The DOJ, in the same document, threatens states that are trying verify the integrity of the 2020 election results, where evidence triggered numerous concerns about fraud or manipulation. Multiple legacy media outlet fact-checkers have said there was absolutely no inappropriate behavior in the election.
But it’s not even contested that there were outside influences, that leftist Mark Zuckerberg of Facebook handed over some $350 million to mostly leftist elections officials to help them “run” the 2020 count. Further, multiple state officials arbitrarily changed state voting laws and procedures to accommodate COVID conditions, even though the Constitution limits those who can make those changes to state lawmakers.

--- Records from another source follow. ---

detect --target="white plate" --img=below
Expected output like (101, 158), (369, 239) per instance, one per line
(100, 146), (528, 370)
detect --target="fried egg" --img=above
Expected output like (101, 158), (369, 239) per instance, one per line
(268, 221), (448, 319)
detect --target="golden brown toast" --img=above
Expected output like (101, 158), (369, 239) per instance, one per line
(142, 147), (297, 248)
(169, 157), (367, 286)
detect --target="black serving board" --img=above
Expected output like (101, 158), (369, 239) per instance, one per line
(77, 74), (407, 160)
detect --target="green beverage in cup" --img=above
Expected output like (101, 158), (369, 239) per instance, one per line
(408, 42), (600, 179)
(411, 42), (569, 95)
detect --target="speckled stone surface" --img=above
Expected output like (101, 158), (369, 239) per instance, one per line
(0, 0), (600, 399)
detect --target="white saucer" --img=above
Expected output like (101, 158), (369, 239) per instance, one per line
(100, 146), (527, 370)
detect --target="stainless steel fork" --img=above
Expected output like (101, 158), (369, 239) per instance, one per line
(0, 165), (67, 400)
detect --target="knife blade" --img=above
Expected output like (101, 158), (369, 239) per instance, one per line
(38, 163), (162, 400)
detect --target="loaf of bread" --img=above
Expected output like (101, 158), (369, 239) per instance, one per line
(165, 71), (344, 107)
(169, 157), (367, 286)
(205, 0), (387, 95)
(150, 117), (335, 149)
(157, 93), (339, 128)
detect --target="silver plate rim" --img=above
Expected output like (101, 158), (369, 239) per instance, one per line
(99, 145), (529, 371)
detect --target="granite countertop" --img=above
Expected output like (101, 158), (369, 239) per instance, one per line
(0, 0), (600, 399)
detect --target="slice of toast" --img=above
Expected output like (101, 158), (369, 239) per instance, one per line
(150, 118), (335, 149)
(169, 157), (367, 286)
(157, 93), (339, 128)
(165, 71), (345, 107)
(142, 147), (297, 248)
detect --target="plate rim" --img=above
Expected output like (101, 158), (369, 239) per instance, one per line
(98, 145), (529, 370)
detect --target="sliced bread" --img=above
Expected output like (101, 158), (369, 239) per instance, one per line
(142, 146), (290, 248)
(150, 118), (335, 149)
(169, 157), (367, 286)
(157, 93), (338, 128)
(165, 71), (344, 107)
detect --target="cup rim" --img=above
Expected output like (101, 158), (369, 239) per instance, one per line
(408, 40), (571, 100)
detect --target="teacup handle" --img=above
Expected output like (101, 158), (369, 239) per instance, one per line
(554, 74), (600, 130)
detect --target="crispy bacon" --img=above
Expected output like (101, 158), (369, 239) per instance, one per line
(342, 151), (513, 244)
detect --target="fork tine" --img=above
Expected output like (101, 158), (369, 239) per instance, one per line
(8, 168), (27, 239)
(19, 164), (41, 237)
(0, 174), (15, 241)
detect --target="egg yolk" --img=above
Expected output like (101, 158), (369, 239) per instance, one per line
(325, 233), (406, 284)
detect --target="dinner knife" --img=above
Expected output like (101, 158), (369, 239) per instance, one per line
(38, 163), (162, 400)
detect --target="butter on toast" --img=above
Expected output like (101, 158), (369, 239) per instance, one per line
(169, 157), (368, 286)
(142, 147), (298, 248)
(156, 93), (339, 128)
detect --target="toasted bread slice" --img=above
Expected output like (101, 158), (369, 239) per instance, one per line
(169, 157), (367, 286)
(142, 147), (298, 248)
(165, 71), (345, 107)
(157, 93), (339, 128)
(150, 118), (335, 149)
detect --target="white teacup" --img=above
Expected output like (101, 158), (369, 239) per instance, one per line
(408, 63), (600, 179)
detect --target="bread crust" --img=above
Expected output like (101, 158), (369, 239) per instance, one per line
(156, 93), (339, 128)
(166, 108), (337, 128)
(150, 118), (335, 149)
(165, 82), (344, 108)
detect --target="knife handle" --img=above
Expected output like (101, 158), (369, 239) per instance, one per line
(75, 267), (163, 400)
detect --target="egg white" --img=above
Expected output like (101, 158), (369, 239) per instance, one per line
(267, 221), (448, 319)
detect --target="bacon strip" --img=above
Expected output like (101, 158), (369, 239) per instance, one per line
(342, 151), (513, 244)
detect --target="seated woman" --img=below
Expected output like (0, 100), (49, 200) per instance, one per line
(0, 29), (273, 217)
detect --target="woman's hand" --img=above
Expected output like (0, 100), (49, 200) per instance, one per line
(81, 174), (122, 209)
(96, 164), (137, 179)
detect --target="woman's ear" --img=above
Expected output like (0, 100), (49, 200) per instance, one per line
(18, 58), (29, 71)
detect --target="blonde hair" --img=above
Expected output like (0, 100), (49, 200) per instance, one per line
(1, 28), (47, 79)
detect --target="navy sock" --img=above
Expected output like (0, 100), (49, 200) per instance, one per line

And a survey showed that had legacy and social media corporations not put their thumb on the scale – by suppressing reporting by the New York Post about a new scandal just before the vote involving both Hunter Biden and his father, the candidate, Joe Biden would have lost the election to President Trump.
Root, the next year, gave an interview to explain, “Auditing really is necessary to protect our elections and ensure the integrity of our elections and paper-based voting systems are incredibly important. But the overall impact of a paper-based system depends largely on election officials and states’ ability and commitment to carrying out robust post-election audits.”
The Center for American Progress was founded in 2003 by leftist John Podesta, former chief of staff to Bill Clinton. Podesta also served as counselor to Barack Obama, and went on to be chairman of Hillary Clinton’s 2016 election campaign.
Among other conclusions from the report is that “our election infrastructure is woefully ill-prepared for future interference. Outdated voting machines, lack of verified paper ballots or records, and inadequate cybersecurity measures for voting machines and databases are just a few vulnerabilities that leave U.S. elections open to subversion by hostile entities—foreign and domestic—seeking to undermine the democratic process and even skew election results.”
And it’s important, the paper warned.
“Protecting our elections is a matter of national security, requiring immediate action and coordination at all levels of government. In the lead-up to the 2016 general election, 33 states, along with 36 localities, requested assessment of their election systems by DHS.”